My Own Personal Scottish Literature Festival

This time last year I was in Scotland, and I’m feeling rather mournful about the fact that I’m not there now. Perhaps it would be different if I were doing something else interesting instead. But, alas, no. With the excitement of my book launch fast receding, I find myself thoroughly mired in exam marking and committee meetings.

Of course, if I can’t travel in person, I can travel through books. So I declared this weekend a Scottish literature festival at my house and lined up three recent acquisitions for my reading pleasure.

First up is Weekend, William McIlvanney’s latest novel. Here’s the publisher’s synopsis:

In a Victorian mansion hotel on a Scottish island, a group of English Literature lecturers and students from Glasgow gather for a study weekend, though studying is not exactly what some of them have in mind. And the weekend does prove to be a major turning point in the emotional lives of several people—just not quite in the way any of them expected. As entertaining as it is thought-provoking, William McIlvanney's novel brilliantly illustrates how humans are driven by animal instincts, but have the mental capacity to analyse, harness and rue them.
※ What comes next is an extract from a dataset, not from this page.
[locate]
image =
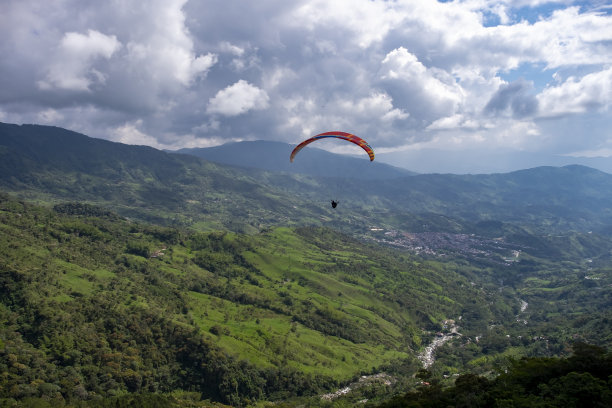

Which also means we continue to dream, even when our dreams fail us.

McIlvanney is a brilliant writer and I would happily read anything written by him. Even if that wasn’t so, however, I don’t think I could have resisted this combination of a Scottish island setting with academic satire.

Next on the list is Jackie Kay’s new collection of short stories, Wish I Was Here. I haven’t so much as flipped through this one yet, but based on her previous collection, Why Don’t You Stop Talking?, I count her among the very best of contemporary short story writers. Needless to say, my hopes for the new collection are high.

Finally, there’s The Stornoway Way by Kevin MacNeil. I bought this one while in Scotland last year but I’m only now settling down to read it. The front cover flap promises a novel that “chronicles the misadventures of an idiosyncratic young Scotsman cartwheeling further and further into a Hebridean hell, railing against the constraints of his extraordinary but vanishing island culture as well as western civilization in general.” I'm won over by the narrator’s voice right from the first paragraph:

Fuck everyone from Holden Caulfield to Bridget Jones, fuck all the American and English phoney fictions that claim to speak for us; they don’t know the likes of us exist and they never did. We are who we are because we grew up the Stornoway Way. We do not live in the back of beyond, we live at the very heart of beyond.

I promise a full report on each book as I finish it.

3 comments:

Kelly said...

I can't wait to read your reports. The first one looks particularly good! Like you I'm a Scotland fan.

darkorpheus said...

I picked up Jackie Kay's new collection recently, after reading one of the short stories, "Sonata" - like you, I am hopeful about the book.

John Nicoll said...

I am very excited by this blog. Even after a fleeting glance it looks like the kind of thing I would keep going back to.